Without significant intervention, these pathogens and others will continue to fuel rising mortality rates.

The Urgent Need for Global Action

To mitigate the escalating AMR crisis, the study calls for a comprehensive global strategy focused on:

  • Infection prevention and vaccination programs
  • Minimizing inappropriate antibiotic use
  • Research and development of new antibiotics targeting resistant bacteria
  • Access to quality healthcare and antibiotic treatments

The Future of AMR: What Lies Ahead?

Based on current trends, AMR is expected to directly cause 1.91 million deaths annually by 2050, a stark 67.5% increase from 2021. In total, more than 39 million deaths will result directly from AMR between 2025 and 2050. However, with improved healthcare infrastructure and targeted development of antibiotics, an estimated 92 million deaths could be averted.
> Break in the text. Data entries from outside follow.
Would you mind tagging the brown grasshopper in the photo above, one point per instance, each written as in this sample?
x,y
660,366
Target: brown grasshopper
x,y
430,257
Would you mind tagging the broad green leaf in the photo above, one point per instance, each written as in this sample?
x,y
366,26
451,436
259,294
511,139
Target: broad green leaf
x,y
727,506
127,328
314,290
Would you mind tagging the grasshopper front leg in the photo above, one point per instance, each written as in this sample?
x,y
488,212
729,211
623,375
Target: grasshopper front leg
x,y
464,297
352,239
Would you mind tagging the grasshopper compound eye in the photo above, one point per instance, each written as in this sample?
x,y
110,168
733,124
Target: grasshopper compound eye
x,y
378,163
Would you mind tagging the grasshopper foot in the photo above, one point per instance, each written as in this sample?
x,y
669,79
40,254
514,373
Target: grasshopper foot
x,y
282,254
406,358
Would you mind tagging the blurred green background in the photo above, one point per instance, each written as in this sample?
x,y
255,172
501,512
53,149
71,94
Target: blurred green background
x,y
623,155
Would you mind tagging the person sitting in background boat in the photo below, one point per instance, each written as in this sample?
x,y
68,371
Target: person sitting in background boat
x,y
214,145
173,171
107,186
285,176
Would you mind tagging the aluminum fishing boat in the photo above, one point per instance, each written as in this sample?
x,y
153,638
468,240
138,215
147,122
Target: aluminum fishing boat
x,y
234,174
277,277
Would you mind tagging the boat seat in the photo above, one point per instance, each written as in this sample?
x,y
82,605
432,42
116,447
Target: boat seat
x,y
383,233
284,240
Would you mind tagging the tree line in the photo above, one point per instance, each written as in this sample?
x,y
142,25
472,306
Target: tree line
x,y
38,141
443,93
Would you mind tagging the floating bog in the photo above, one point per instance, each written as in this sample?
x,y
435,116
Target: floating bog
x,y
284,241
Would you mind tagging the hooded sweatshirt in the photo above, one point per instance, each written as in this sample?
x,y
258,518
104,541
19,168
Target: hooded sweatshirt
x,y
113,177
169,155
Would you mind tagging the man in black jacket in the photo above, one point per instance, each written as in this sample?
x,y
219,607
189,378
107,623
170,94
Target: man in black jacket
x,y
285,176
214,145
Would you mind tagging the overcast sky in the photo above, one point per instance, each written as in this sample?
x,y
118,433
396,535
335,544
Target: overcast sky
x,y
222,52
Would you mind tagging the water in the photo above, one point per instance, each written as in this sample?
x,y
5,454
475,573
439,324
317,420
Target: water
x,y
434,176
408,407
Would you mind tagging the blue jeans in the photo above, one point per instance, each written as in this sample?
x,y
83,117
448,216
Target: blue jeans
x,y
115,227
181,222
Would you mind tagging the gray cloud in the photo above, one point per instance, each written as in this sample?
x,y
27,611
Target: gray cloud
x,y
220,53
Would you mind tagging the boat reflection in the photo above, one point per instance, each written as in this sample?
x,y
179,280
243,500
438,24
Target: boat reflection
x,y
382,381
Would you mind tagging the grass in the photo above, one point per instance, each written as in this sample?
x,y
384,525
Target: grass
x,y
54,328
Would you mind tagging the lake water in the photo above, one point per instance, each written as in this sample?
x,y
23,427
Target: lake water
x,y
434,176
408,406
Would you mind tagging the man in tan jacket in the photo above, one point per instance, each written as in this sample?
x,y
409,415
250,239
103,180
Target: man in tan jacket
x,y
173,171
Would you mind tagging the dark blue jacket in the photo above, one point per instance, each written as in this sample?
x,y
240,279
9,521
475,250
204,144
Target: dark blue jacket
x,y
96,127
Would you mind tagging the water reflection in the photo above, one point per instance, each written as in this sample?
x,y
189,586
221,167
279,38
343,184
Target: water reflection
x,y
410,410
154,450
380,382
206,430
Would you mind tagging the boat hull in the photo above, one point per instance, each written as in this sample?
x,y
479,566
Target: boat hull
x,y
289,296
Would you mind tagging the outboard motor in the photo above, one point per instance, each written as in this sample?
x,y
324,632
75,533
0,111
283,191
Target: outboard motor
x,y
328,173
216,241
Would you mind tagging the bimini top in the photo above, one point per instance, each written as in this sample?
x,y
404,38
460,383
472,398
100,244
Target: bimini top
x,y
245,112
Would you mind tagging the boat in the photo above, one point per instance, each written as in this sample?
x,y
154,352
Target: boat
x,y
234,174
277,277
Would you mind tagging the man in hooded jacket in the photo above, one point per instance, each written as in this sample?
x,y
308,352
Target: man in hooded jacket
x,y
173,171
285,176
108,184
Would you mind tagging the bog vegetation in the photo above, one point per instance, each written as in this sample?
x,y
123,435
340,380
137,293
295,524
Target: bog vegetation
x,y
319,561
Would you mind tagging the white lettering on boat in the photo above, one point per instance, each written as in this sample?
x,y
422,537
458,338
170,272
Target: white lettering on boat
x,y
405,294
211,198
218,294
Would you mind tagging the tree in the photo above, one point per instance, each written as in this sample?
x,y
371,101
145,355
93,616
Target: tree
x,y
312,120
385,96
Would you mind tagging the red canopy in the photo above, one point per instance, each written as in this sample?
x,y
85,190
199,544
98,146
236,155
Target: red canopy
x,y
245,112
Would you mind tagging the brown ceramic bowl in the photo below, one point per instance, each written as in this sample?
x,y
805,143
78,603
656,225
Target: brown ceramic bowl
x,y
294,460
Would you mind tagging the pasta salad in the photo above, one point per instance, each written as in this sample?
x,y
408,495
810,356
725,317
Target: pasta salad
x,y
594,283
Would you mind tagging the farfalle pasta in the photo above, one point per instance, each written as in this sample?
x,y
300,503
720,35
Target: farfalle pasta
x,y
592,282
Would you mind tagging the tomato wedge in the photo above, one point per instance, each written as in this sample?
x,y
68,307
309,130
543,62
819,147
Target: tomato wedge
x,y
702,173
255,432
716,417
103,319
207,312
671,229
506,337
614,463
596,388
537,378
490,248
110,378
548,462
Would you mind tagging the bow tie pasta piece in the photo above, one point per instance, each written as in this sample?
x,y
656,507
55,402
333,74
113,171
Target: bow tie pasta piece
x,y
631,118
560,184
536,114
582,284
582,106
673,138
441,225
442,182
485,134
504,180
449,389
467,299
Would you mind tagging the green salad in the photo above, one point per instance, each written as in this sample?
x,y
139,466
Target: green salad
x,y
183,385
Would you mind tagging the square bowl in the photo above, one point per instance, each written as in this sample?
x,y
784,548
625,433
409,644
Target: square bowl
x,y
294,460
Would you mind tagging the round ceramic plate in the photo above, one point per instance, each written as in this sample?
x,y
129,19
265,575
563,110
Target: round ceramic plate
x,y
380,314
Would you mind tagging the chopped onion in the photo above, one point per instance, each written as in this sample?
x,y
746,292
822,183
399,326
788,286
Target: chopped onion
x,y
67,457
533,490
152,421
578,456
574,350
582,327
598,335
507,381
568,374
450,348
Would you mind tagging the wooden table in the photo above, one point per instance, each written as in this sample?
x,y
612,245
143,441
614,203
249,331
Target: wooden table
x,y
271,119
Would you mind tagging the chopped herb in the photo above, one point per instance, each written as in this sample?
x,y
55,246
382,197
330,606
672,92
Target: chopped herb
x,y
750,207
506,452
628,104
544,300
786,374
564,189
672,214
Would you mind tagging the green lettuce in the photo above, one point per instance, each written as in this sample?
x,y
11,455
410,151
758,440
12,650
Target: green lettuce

Key Solutions to Avert Catastrophe:

  • Improved infection care: Particularly in regions like South Asia, sub-Saharan Africa, and Southeast Asia, better access to antibiotics could prevent millions of deaths.
  • Innovation in drug development: The creation of new antibiotics targeting Gram-negative bacteria could save over 11 million lives globally by 2050.

Conclusion: A Call to Action

The findings from this study highlight the growing and evolving threat of antimicrobial resistance. Without prompt and coordinated efforts to prevent, manage, and treat infections caused by resistant bacteria, millions of lives will be at risk. Now is the time for governments, healthcare organizations, and researchers to intensify efforts to avert a global health catastrophe.